Automatically find and load models.

Parameters
  • model_dir (str) – Directory to save models.

  • model_map (Dict[str, torch.nn.modules.module.Module]) – Model saving map.

  • version (int) – Version to load, if specified, otherwise automatically find the latest version.

  • quiet (bool) – Raise no error if no valid version could be found.

  • logger (Any) – Logger to use.

machin.utils.prepare.prep_load_state_dict(model, state_dict)[source]

Automatically load a loaded state dictionary

Note

This function handles tensor device remapping.

Parameters
  • model (torch.nn.modules.module.Module) –

  • state_dict (Any) –

save_env

class machin.utils.save_env.SaveEnv(env_root, restart_from_trial=None, time_format='%Y_%m_%d_%H_%M_%S')[source]

Bases: object

Create the default environment for saving. creates something like:

<your environment root>
├── config
├── log
│   ├── images
│   └── train_log
└── model
Parameters
  • env_root (str) – root directory for all trials of the environment.

  • restart_from_trial (Optional[str]) – instead of creating a new save environment for a new trial, use a existing save environment of an older trial, old trial name should be in format time_format

clear_trial_config_dir()[source]
clear_trial_image_dir()[source]
clear_trial_model_dir()[source]
clear_trial_train_log_dir()[source]
create_dirs(dirs)[source]

Create additional directories in root.

Parameters

dirs (Iterable[str]) – Directories.

get_trial_config_dir()[source]
get_trial_image_dir()[source]
get_trial_model_dir()[source]
get_trial_root()[source]
get_trial_time()[source]
get_trial_train_log_dir()[source]
remove_trials_older_than(diff_day=0, diff_hour=1, diff_minute=0, diff_second=0)[source]

By default this function removes all trials started one hour earlier than current time.

Parameters
  • diff_day (int) – Difference in days.

  • diff_hour (int) – Difference in hours.

  • diff_minute (int) – Difference in minutes.

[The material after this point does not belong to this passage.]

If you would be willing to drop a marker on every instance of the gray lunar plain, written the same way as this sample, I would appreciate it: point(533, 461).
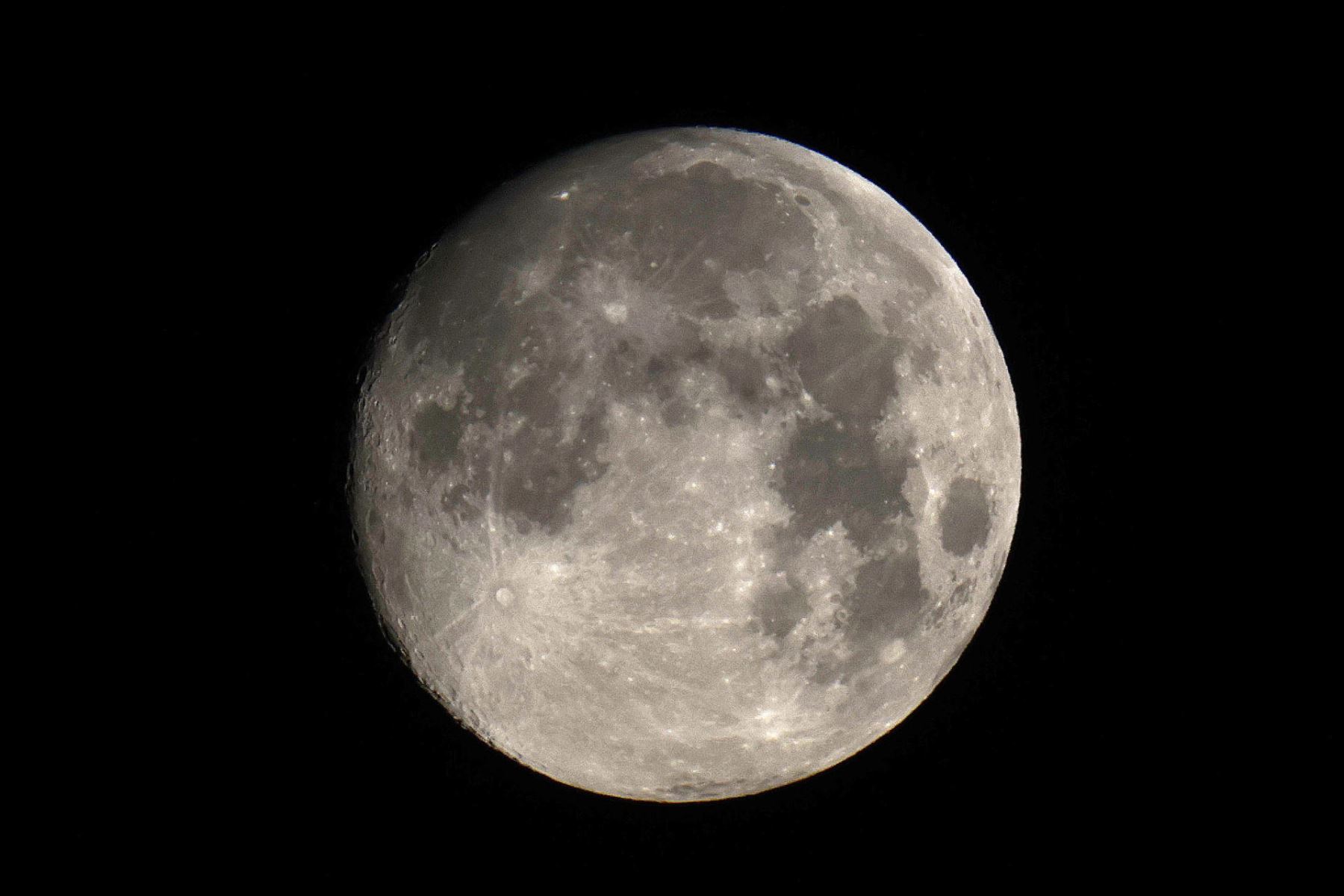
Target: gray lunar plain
point(687, 467)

  • diff_second (int) – Difference in seconds.

tensor_board

machin.utils.tensor_board.default_board

The default global board.

class machin.utils.tensor_board.TensorBoard[source]

Bases: object

Create a tensor board object.

writer

SummaryWriter of package tensorboardX.

init(*writer_args)[source]
is_inited()[source]

Returns: whether the board has been initialized with a writer.

Return type

bool

visualize

machin.utils.visualize.visualize_graph(final_tensor, visualize_dir='', exit_after_vis=True)[source]

Visualize a pytorch flow graph

Parameters
  • final_tensor – The last output tensor of the flow graph

  • visualize_dir – Directory to place the visualized files

  • exit_after_vis – Whether to exit the whole program after visualization.